CrateDB does support synonym files. The synonym file needs to be placed in the config folder and must be in the Solr or WordNet synonym file format.
Here is a full working example:
config/synonyms.txt
William => Bill
CREATE ANALYZER a2 (TOKENIZER lowercase, TOKEN_FILTERS (my_synonyms WITH (type='synonym', synonyms_path='synonyms.txt')));
CREATE TABLE doc.test(name varchar, INDEX synonym_ft USING FULLTEXT (name) WITH (analyzer = 'a2'));
INSERT INTO doc.test (name) values ('Bill');
SELECT name FROM doc.test WHERE MATCH(synonym_ft, 'William');
+------+
| name |
+------+
| Bill |
Best Regards,
Michael
Michael,
Thank you very much.

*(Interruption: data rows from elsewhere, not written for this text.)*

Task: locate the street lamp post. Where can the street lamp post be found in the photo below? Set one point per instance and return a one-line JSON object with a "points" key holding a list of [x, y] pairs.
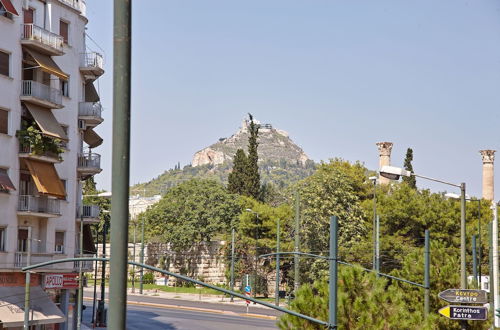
{"points": [[256, 254], [394, 173]]}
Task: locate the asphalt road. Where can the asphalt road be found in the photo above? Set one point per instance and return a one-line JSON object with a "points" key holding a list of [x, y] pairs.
{"points": [[195, 304], [146, 317]]}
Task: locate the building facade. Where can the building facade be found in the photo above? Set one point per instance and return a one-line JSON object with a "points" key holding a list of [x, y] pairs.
{"points": [[49, 108]]}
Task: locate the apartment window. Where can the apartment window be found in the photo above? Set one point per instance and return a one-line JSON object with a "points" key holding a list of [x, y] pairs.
{"points": [[64, 87], [59, 247], [63, 30], [2, 238], [22, 240], [4, 121], [5, 63]]}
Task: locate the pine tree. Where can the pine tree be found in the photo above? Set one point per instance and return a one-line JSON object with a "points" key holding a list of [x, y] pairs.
{"points": [[410, 180], [237, 178], [252, 171]]}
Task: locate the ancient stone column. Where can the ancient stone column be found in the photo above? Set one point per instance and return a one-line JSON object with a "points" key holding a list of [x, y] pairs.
{"points": [[384, 151], [488, 184]]}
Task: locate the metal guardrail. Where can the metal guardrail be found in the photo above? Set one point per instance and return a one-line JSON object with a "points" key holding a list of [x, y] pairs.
{"points": [[92, 60], [45, 37], [38, 204], [89, 161], [90, 109], [35, 89]]}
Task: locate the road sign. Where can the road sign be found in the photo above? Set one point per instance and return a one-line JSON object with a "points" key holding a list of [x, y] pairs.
{"points": [[248, 293], [470, 313], [464, 296]]}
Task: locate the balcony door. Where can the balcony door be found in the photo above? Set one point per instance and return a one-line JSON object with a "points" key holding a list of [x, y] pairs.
{"points": [[29, 15]]}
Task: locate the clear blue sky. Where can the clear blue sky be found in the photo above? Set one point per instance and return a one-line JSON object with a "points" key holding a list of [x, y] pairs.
{"points": [[339, 76]]}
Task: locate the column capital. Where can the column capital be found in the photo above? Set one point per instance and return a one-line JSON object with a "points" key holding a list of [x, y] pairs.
{"points": [[384, 148], [488, 156]]}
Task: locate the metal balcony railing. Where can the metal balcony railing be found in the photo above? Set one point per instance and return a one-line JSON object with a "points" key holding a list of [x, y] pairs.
{"points": [[92, 60], [21, 258], [39, 204], [45, 37], [89, 161], [89, 211], [86, 265], [90, 109], [40, 91]]}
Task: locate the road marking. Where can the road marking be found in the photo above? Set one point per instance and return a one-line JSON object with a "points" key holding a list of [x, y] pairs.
{"points": [[195, 309]]}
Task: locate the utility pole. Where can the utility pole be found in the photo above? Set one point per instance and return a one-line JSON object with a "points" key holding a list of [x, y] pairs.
{"points": [[232, 262], [332, 301], [141, 271], [297, 243], [27, 284], [495, 263], [277, 289]]}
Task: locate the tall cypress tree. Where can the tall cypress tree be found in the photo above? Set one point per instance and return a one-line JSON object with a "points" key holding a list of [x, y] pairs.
{"points": [[237, 178], [253, 177], [410, 180]]}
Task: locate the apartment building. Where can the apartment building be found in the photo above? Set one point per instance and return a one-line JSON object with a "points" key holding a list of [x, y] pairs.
{"points": [[49, 108]]}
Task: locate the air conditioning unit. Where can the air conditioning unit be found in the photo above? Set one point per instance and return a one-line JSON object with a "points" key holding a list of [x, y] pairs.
{"points": [[81, 124]]}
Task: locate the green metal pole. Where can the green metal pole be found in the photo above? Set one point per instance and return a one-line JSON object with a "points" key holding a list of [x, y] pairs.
{"points": [[463, 271], [377, 245], [121, 163], [490, 243], [141, 258], [296, 259], [277, 289], [427, 273], [232, 263], [374, 224], [27, 287], [474, 260], [80, 275], [332, 302]]}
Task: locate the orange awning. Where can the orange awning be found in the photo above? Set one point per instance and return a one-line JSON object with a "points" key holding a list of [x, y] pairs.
{"points": [[46, 121], [9, 7], [46, 179], [47, 64], [92, 138]]}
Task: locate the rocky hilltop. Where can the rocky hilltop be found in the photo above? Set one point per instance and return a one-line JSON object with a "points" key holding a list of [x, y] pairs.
{"points": [[281, 161], [274, 145]]}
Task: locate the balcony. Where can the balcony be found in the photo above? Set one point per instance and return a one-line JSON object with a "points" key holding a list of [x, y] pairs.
{"points": [[89, 164], [90, 112], [87, 266], [90, 214], [27, 152], [91, 65], [40, 94], [41, 40], [39, 206]]}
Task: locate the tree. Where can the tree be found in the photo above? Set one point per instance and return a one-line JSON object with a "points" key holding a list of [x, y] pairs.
{"points": [[252, 172], [365, 301], [237, 178], [192, 212], [410, 180]]}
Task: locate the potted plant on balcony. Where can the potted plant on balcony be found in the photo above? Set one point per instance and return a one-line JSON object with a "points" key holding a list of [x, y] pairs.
{"points": [[31, 138]]}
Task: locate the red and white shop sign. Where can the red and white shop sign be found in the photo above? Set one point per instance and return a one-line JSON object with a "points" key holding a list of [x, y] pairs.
{"points": [[61, 281]]}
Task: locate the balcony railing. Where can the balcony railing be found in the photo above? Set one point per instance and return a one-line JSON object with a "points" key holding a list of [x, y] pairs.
{"points": [[41, 91], [45, 37], [20, 259], [86, 265], [90, 109], [89, 211], [26, 149], [38, 204], [92, 60]]}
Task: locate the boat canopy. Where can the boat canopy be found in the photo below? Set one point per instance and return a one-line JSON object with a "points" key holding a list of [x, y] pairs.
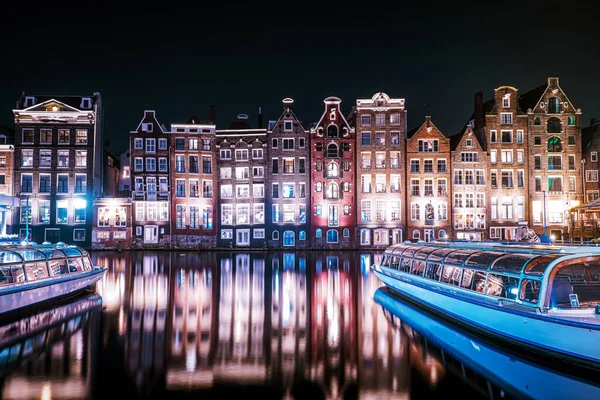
{"points": [[508, 259], [12, 254]]}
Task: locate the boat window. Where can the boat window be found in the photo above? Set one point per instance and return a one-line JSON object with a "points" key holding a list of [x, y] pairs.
{"points": [[72, 251], [483, 259], [457, 257], [5, 276], [8, 257], [467, 278], [31, 255], [439, 254], [36, 270], [430, 271], [418, 267], [18, 273], [478, 281], [423, 252], [58, 267], [451, 275], [405, 264], [503, 286], [75, 265], [511, 263], [530, 290], [538, 265]]}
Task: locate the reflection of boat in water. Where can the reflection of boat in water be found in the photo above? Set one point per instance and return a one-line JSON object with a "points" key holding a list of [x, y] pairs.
{"points": [[27, 338], [545, 299], [34, 274], [491, 370]]}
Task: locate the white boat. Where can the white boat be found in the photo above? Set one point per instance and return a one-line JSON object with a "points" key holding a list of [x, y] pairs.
{"points": [[33, 274], [542, 298], [484, 366]]}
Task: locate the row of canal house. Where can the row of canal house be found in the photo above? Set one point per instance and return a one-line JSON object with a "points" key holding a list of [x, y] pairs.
{"points": [[352, 179], [367, 181]]}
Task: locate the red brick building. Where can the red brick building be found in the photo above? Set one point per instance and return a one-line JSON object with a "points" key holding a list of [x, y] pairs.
{"points": [[193, 178], [333, 221], [429, 187]]}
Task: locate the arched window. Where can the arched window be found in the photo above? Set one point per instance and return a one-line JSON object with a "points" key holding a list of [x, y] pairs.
{"points": [[332, 236], [332, 191], [289, 238], [332, 132], [554, 125], [553, 105], [415, 212], [332, 150], [429, 215], [333, 170], [442, 212], [554, 144]]}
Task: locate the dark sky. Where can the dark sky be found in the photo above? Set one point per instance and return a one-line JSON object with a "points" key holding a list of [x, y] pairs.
{"points": [[180, 60]]}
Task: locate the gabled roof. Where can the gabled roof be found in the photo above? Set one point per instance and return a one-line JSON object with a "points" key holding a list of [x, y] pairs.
{"points": [[531, 98], [587, 134]]}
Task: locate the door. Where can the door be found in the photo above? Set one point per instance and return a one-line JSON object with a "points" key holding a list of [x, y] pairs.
{"points": [[52, 235], [242, 237], [151, 234]]}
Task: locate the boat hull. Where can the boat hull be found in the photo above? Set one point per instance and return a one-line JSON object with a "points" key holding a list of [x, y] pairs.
{"points": [[26, 295], [569, 342]]}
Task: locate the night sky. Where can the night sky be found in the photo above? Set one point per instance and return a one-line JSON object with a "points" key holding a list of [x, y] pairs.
{"points": [[179, 61]]}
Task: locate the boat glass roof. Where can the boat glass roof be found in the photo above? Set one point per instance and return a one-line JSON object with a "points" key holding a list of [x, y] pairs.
{"points": [[509, 259]]}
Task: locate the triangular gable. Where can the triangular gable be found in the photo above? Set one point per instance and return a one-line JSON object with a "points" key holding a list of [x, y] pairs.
{"points": [[332, 99], [549, 92], [149, 117], [47, 105]]}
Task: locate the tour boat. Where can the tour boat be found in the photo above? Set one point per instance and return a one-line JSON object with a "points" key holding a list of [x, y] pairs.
{"points": [[543, 298], [487, 368], [32, 274]]}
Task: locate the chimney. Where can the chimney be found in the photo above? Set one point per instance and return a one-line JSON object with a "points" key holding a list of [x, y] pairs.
{"points": [[259, 123], [478, 111], [212, 114], [287, 103]]}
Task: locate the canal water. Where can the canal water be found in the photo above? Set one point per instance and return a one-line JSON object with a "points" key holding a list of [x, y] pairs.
{"points": [[276, 325]]}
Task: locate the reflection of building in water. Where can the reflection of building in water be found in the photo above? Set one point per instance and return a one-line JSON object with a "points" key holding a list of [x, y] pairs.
{"points": [[382, 350], [191, 339], [290, 322], [333, 347], [145, 341], [51, 354], [240, 353]]}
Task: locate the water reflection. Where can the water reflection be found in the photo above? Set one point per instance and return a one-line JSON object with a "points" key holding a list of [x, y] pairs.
{"points": [[51, 354]]}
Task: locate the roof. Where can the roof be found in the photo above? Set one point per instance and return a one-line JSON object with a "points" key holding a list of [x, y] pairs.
{"points": [[587, 134], [529, 100]]}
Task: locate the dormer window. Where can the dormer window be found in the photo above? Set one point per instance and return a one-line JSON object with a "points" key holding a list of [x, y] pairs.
{"points": [[29, 101], [506, 118], [86, 103]]}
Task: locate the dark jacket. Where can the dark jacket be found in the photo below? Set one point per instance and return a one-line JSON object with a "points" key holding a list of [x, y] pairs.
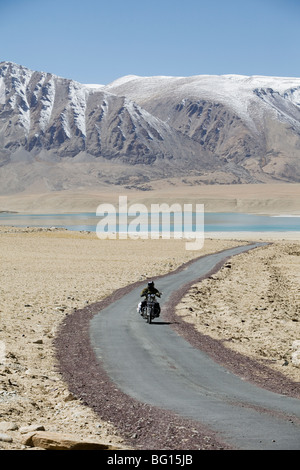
{"points": [[150, 290]]}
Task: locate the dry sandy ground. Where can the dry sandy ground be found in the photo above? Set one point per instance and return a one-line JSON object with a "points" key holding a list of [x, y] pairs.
{"points": [[44, 276], [253, 305]]}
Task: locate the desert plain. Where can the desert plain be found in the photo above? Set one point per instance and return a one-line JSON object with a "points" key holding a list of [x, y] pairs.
{"points": [[252, 304]]}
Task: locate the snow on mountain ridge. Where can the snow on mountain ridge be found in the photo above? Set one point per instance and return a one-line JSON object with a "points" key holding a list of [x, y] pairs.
{"points": [[234, 91]]}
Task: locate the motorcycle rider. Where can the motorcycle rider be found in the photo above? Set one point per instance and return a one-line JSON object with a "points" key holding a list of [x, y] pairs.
{"points": [[150, 289]]}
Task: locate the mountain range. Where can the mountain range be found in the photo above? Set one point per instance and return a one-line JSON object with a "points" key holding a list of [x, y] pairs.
{"points": [[56, 133]]}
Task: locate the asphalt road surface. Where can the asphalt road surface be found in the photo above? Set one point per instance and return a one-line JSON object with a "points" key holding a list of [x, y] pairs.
{"points": [[155, 365]]}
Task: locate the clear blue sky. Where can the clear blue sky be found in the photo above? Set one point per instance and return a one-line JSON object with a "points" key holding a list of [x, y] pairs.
{"points": [[97, 41]]}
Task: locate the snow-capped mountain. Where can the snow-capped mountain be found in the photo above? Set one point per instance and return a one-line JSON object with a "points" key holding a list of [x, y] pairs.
{"points": [[218, 128]]}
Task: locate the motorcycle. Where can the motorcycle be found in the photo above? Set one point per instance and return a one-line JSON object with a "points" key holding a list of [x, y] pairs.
{"points": [[149, 311]]}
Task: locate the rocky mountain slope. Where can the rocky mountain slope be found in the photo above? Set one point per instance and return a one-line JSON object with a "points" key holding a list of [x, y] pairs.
{"points": [[56, 133]]}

Can you provide an example that combines tokenizers?
Thanks!
Hi Todd,
You cannot combine tokenizers in an analyzer but you can combine multiple token filters:
CREATE ANALYZER a1 (TOKENIZER standard, TOKEN_FILTERS (lowercase, asciifolding, my_synonyms WITH (type='synonym', synonyms_path='synonyms.txt')));
Best Regards,
Michael